Constraints & Assumptions
-
Users should be randomized at signup and assigned persistently.
-
Define exposure, eligibility, and activation precisely.
-
Include primary metrics, guardrails, power, runtime, monitoring, and decision rules.
-
Handle early mixed results carefully.
Clarifying Questions to Ask
-
What is the current baseline activation rate?
-
What onboarding steps changed?
-
Are users exposed across multiple devices?
-
What support, retention, or subscription outcomes could be affected?
Part 1 - Experiment Setup
State the hypothesis, unit of randomization, and treatment/control definitions.

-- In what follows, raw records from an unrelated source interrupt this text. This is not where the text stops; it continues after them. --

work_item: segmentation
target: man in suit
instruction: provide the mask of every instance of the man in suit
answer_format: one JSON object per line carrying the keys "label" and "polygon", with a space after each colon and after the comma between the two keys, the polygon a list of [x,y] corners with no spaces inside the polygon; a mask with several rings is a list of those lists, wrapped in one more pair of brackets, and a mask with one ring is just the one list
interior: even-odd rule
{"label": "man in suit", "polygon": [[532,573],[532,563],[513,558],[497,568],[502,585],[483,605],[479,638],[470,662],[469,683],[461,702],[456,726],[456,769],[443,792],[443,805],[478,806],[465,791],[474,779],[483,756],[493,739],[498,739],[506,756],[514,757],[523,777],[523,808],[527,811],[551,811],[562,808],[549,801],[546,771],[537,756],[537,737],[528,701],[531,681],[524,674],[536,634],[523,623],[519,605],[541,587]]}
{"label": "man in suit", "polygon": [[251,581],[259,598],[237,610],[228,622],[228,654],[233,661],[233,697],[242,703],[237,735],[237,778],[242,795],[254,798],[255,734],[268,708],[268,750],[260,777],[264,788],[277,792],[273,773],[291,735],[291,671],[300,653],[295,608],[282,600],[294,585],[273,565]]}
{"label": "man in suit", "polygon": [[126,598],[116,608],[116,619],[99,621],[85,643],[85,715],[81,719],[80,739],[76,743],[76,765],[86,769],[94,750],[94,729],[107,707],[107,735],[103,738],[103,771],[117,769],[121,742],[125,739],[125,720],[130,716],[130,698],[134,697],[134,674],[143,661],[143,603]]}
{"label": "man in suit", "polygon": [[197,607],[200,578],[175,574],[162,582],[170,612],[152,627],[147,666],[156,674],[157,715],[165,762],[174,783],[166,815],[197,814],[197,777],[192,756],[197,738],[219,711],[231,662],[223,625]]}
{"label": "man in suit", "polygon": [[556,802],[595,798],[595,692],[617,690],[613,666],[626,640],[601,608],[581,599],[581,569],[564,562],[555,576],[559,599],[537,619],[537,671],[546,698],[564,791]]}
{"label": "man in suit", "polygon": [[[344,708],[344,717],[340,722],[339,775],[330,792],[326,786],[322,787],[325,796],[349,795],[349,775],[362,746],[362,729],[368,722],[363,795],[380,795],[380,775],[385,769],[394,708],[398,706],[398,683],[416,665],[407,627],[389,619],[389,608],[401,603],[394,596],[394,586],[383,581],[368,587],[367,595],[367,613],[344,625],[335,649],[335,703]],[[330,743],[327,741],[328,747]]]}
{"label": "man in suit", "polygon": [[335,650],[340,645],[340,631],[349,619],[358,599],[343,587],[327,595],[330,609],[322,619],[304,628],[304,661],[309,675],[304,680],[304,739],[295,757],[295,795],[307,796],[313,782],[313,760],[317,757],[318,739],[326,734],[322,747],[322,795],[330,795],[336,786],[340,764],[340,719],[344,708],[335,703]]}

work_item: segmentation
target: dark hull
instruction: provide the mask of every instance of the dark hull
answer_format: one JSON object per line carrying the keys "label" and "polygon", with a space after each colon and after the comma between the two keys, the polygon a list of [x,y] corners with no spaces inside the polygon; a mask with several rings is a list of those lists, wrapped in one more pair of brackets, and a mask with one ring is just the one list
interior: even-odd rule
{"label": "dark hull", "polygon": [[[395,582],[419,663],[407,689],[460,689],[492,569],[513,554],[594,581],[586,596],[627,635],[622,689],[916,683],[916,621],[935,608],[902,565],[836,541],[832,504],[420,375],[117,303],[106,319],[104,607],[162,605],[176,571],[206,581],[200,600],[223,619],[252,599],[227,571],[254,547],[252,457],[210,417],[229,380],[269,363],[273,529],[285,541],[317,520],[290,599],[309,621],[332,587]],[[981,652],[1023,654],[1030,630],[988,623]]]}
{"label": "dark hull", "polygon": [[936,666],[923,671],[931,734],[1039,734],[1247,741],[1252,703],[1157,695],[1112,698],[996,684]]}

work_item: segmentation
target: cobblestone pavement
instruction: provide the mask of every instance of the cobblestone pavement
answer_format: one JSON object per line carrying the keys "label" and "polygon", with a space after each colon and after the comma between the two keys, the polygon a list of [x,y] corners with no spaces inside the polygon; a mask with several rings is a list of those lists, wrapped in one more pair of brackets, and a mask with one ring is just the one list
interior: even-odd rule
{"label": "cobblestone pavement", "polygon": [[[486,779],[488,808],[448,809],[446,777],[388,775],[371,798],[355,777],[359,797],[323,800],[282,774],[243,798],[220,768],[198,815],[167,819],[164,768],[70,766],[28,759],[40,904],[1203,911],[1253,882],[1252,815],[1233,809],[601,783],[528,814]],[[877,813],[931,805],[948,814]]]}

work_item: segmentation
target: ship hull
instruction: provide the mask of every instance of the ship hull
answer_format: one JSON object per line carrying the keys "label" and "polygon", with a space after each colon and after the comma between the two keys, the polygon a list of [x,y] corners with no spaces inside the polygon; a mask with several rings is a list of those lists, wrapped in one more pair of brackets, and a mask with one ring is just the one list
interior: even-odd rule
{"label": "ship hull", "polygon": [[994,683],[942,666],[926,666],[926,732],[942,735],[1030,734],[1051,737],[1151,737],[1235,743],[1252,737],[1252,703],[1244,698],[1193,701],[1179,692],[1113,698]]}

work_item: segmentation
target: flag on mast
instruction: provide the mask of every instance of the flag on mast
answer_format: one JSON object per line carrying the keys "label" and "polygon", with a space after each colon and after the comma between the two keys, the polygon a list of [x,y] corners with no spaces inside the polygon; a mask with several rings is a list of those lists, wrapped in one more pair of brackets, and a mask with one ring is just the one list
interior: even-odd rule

What This Part Should Cover
-
New-user eligibility, sticky user-level randomization, exposure definition, treatment and control flows, and hypothesis.
Part 2 - Metrics
What primary, secondary, and guardrail metrics would you use?
What This Part Should Cover
-
Activation within 7 days, onboarding completion, first play, subscription conversion, retention, and engagement.
-
Guardrails such as support tickets, cancellations, latency, crashes, user complaints, and long-term retention.
Part 3 - Power and Monitoring
How would you calculate sample size/runtime and monitor the test?
What This Part Should Cover
-
Baseline rate, MDE, alpha, power, traffic volume, experiment duration, sequential monitoring rules, SRM, and instrumentation checks.
Part 4 - Decision Framework
What would you do if early results show activation uplift but support tickets increase?
What This Part Should Cover
-
Predefined guardrail thresholds, severity analysis, segment diagnostics, practical significance, iteration, holdout, or ramp decision.
What a Strong Answer Covers
A strong answer defines the activation metric and exposure cleanly, designs a powered user-level experiment, monitors guardrails, and makes decisions based on both user value and operational risk.
Follow-up Questions
-
What if activation rises but 30-day retention falls?
-
How would you avoid peeking bias?
-
How would you analyze treatment effects by user segment?